D’Antoni’s seven second-or-less offense doesn’t compliment Howard’s low post game. If the Los Angeles Lakers decide to keep D’Antoni, Lakers’ General Manager Mitch Kupchak will need to build a roster featuring guards and three-point shooters.
The stubborn D’Antoni, who I considered to be an average coach at best, apparently doesn’t know how to adapt his coaching style for the current players on the roster. If the Lakers sign Howard to the five years and $118 million max contract, why wouldn’t they want a coach who will maximize Howard’s strengths?

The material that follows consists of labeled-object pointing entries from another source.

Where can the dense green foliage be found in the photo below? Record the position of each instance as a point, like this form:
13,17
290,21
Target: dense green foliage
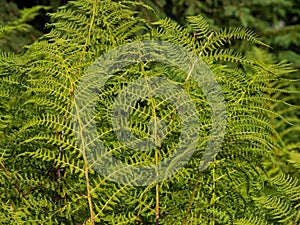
45,175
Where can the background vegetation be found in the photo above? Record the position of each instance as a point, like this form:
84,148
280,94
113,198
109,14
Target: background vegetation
44,176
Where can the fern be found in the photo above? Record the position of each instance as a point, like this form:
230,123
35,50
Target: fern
58,176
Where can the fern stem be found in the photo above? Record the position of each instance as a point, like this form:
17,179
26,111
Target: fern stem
192,198
86,168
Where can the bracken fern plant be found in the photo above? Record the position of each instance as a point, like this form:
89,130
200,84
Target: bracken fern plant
51,176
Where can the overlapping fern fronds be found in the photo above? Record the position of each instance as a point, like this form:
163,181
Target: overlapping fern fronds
53,172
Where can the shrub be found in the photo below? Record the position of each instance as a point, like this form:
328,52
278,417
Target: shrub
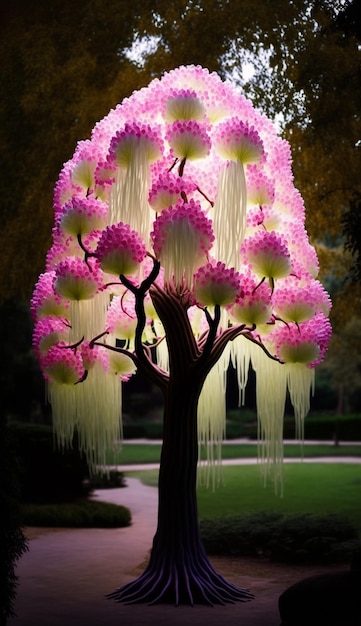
85,514
48,474
305,538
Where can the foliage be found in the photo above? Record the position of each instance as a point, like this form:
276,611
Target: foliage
47,474
311,539
66,65
108,480
86,514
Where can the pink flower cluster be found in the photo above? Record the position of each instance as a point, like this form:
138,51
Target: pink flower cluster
238,141
81,215
298,301
260,188
77,280
253,304
304,343
134,138
183,104
172,222
120,250
167,189
267,254
188,139
215,284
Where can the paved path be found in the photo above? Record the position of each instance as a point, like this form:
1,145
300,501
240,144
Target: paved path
64,577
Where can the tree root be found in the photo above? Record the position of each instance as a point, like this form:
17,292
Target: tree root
182,584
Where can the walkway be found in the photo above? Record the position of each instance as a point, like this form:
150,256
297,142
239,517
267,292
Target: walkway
64,577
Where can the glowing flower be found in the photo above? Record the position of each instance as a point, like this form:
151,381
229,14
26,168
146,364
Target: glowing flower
120,364
260,188
48,331
63,365
267,254
188,139
215,284
77,280
182,238
183,104
253,304
121,319
133,139
237,141
45,301
120,250
297,301
304,343
82,215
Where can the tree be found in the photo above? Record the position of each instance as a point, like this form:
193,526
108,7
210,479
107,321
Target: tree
179,244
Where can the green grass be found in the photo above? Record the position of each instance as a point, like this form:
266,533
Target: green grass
131,454
313,488
82,514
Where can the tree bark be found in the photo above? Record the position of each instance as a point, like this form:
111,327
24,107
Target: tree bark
179,571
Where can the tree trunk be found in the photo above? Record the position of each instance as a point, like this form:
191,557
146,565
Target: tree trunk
179,571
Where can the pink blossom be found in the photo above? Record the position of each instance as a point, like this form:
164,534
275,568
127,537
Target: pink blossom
135,138
45,301
237,141
298,300
188,139
260,188
120,250
183,104
253,303
182,238
82,215
48,331
166,190
77,280
121,318
303,343
216,284
267,254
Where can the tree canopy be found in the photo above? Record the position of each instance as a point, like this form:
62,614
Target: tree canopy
65,64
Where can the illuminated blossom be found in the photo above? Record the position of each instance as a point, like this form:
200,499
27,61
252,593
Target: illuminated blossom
133,139
48,331
216,284
182,238
183,104
120,250
260,188
303,343
237,141
63,365
267,254
188,139
77,280
253,304
297,301
45,301
82,215
166,190
121,319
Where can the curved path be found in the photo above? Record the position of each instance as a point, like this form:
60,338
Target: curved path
65,575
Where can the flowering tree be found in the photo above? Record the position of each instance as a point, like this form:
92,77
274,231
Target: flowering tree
179,246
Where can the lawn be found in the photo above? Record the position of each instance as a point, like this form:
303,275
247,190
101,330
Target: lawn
150,453
308,488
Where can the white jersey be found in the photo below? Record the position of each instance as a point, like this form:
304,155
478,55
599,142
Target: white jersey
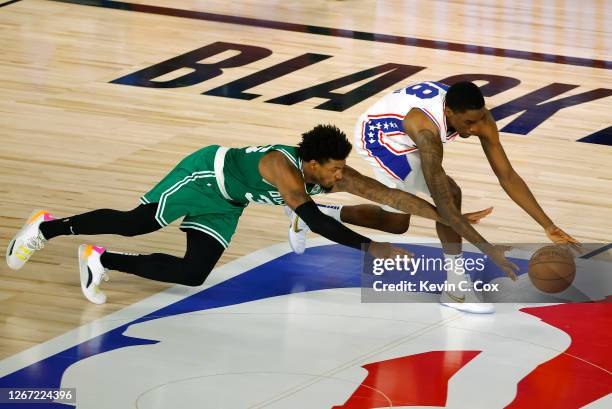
382,134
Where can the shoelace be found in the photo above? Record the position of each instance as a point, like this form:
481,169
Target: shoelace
36,243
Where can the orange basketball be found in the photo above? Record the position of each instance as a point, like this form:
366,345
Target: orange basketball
552,269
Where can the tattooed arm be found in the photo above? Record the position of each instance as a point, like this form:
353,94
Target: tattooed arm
363,186
426,136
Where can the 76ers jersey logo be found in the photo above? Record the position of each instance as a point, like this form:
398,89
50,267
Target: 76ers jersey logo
383,137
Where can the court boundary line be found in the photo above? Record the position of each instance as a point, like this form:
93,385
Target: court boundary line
8,2
344,33
597,251
169,296
177,293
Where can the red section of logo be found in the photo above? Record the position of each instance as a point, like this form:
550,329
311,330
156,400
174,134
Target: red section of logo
414,380
581,374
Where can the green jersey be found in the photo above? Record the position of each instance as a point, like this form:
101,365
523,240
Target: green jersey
241,181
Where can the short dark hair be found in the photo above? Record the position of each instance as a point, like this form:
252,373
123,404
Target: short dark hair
322,143
463,96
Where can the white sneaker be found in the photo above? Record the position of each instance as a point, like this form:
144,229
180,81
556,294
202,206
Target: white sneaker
27,240
297,231
466,301
92,272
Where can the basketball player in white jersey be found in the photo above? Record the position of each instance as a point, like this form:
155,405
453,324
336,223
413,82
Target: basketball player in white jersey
402,137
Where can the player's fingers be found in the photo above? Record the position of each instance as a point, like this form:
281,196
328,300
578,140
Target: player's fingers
503,248
510,273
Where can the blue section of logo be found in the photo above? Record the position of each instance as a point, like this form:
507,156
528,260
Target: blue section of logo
373,134
320,268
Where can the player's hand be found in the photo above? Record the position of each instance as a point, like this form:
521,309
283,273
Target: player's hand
475,217
558,236
387,250
498,256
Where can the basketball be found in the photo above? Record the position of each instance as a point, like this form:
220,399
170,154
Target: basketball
552,269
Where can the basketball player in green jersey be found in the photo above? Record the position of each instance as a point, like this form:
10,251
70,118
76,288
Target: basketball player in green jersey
209,189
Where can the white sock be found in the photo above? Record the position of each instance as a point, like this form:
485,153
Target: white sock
454,273
331,210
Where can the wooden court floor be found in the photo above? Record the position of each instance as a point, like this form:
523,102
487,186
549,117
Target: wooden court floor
85,126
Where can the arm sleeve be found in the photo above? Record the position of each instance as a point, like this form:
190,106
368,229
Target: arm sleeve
330,228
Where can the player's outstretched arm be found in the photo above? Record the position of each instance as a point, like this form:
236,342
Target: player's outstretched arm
424,134
276,169
514,185
360,185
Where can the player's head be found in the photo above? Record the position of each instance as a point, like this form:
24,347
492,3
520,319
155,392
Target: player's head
464,107
324,150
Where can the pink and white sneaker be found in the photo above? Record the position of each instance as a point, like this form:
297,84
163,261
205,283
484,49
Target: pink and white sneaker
92,272
27,240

Howard wanted Phil Jackson after the firing of Mike Brown, but his request was vehemently ignored. This is how you treat a your franchise player? I hope not. Jackson clearly understands the primary advantage of the Lakers — their size. It’s a really simple offensive concept to comprehend — pound the ball down low to Howard and Pau Gasol, and run the offense through the two seven-footers. And when Kobe Bryant returns to action, hopefully he still will be able close out games when called upon.
If the Lakers truly want to contend for a championship next year, they will need both Kobe Bryant and Dwight. Howard, obviously disappointed, declared this season a “nightmare.” However, he still managed to average 17 points and 12 rebounds per game. Keep in mind, Howard played with a surgically repaired back and a lorn labrum.
D’Antoni is clearly not the answer. Not only has D’Antoni never been to the NBA Finals, he had a losing record of 121-167 with the New York Knicks and barely squeaked in the playoffs in his first year with Los Angeles. Outside his heyday when he coached Steve Nash on the Phoenix Suns, D’Antoni’s gimmick-type offense hasn’t had much success lately.
The most important decision the Los Angeles Lakers will need to make this offseason will decide which direction the team must go. If I were running this team, I would cut bait with both of them. Neither bleed gold and purple. Howard can’t handle the pressure of bringing a championship to L.A. and D’Antoni is not an elite coach.